Lippus, P., & Asu, E. L. (2019). The timing and quality of diphthong components in spontaneous Estonian. In S. Calhoun, P. Escudero, M. Tabain, & P. Warren (Eds), Proceedings of the 19th International Congress of Phonetic Sciences, Melbourne, Australia 2019 (pp. 1139–1143). Australasian Speech Science and Technology Association Inc. https://www.internationalphoneticassociation.org/icphs-proceedings/ICPhS2019/papers/ICPhS_1188.pdf


## The repository contains the following files:

  1. leia_diftongide_formandid_fonkorpusest_ver2.praat -- A Praat script for extracting the data from the Phonetic Corpus of Estonian Spontaneous Speech (see https://foneetikakorpus.ut.ee). The script is lightly commented in Estonian.
  2. lippus_asu_icphs2019_diphthongs_2018-11-21.txt -- The dataset: a table with tab-separated values in txt format; stressed first open syllable monophthongs and diphthongs of disyllabic words; F1, F2 F3 values in Hz from 30 equidistant points. The data returned by the Praat script has been semi-manually cleaned from noise, these steps are not documented here. For more information see the paper. 
  3. lippus_asu_icphs2019_diphthongs_code.R -- The R script for runing the analysis and creating the figures for the ICPhS 2019 paper. This R script file has been revisited for a very light cleanup and commenting 17.10.2025.
  4. ICPhS_1188.pdf -- the Lippus & Asu 2019 paper.
  5. icphs_dift_fig1.png, icphs_dift_fig2.png, icphs_dift_fig3.png -- figures created from the data with the R code for the paper.

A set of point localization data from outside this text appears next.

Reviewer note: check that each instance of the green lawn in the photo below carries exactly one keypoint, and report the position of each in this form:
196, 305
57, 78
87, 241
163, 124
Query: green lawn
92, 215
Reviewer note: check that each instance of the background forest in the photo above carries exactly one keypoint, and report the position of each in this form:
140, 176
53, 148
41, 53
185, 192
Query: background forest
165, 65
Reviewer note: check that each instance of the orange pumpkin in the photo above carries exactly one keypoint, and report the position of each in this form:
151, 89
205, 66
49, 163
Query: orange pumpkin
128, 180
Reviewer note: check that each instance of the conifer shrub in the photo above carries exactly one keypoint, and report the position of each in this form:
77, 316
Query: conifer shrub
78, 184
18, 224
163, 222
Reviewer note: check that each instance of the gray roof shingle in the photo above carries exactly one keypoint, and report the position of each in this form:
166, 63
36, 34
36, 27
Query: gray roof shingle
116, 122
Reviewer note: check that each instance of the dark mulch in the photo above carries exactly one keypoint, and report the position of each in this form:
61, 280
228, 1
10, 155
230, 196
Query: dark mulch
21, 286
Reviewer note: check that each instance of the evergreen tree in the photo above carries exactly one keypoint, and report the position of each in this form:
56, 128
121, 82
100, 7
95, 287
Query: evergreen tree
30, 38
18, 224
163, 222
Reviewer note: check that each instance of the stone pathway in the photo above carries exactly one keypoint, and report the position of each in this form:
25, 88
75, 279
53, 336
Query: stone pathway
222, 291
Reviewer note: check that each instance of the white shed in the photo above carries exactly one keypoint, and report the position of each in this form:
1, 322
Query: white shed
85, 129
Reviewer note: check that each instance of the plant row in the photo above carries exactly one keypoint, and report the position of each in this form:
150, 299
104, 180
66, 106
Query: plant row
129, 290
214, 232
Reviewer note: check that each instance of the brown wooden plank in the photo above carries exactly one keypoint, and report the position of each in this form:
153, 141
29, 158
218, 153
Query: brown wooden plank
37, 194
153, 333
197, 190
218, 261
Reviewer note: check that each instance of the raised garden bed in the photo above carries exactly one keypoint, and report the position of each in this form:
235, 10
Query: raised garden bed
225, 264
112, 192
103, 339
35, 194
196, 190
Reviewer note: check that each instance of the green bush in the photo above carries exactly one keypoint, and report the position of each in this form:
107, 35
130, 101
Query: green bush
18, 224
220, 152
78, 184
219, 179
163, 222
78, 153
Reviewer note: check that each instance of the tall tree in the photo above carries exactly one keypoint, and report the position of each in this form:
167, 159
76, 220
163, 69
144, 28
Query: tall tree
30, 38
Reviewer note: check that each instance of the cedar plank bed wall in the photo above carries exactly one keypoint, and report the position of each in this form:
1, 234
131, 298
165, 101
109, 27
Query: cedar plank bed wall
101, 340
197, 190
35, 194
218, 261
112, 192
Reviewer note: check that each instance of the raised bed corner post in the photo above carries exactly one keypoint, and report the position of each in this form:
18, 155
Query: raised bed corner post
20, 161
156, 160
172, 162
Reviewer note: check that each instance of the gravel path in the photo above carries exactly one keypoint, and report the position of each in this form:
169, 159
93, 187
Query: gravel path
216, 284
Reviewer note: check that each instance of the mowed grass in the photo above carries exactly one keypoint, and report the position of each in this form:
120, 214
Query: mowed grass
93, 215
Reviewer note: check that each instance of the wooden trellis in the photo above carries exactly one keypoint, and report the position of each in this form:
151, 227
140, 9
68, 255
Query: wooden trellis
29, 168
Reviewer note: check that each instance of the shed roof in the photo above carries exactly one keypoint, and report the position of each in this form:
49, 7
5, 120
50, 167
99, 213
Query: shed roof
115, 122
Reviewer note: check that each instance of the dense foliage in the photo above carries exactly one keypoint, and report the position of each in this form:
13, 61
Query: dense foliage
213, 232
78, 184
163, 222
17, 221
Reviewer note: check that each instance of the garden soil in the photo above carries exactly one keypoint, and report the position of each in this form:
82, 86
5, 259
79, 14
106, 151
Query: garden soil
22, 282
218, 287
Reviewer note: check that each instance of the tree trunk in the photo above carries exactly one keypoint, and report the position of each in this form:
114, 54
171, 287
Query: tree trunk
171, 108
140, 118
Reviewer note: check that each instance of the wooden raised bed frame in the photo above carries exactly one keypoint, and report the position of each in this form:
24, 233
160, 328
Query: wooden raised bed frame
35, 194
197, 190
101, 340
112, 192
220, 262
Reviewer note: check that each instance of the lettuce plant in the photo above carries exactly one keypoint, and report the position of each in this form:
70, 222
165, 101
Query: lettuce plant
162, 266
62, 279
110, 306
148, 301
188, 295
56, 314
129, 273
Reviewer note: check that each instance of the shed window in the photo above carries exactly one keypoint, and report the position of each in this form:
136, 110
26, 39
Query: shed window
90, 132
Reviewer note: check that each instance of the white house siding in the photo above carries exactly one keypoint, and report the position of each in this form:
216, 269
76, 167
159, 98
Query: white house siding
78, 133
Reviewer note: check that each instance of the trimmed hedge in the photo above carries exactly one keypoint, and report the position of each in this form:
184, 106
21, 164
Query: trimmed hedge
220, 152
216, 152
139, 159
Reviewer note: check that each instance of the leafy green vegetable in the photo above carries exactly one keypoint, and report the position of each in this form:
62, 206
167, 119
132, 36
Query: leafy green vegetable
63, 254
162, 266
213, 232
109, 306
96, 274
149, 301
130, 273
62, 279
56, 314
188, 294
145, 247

## The variables in the data file lippus_asu_icphs2019_diphthongs_2018-11-21.txt

  - file -- file ID (anonymised)
  - phon -- the word transcription in SAMPA 
  - morph -- morphological analysis (from Vabamorf)
  - ftong -- is the vowel monophthong or a diphthong (mono/dift)
  - quantity -- the quantity of the word (Q2/Q3)
  - vok1 -- phoneme label in the beginning of the vocalic sequence
  - vok2 -- phoneme label in the end of the sequence (in case of mono vok2 == vok1)
  - vok_start -- start time of the vocalic sequence
  - vok_stop -- end time of the vocalic sequence
  - vok_boundary -- boundary between vok1 and vok2 (if ftong == dift)
  - formant_ceiling -- the optimal ceiling for the formant analysis
  - f1_1 .. f1_30 -- F1 values from 30 equidistant points
  - f2_1 .. f2_30 -- F2 values
  - f3_1 .. f3_30 -- F3 values
  - vowel -- vowel label for the whole sequence
  - disp -- ?
  - SP -- speaker ID (anonymised)
  - gender -- gender (F/M)
  - vok1.1 -- first character of vok1 label (the phoneme without diacritics) 
  - vok2.1 -- first char of vok2
  - dift -- vok1.1 + vok2.1
  - dur -- duration 
  - dur2 -- ?
  - dift_piir


--- end of the document ---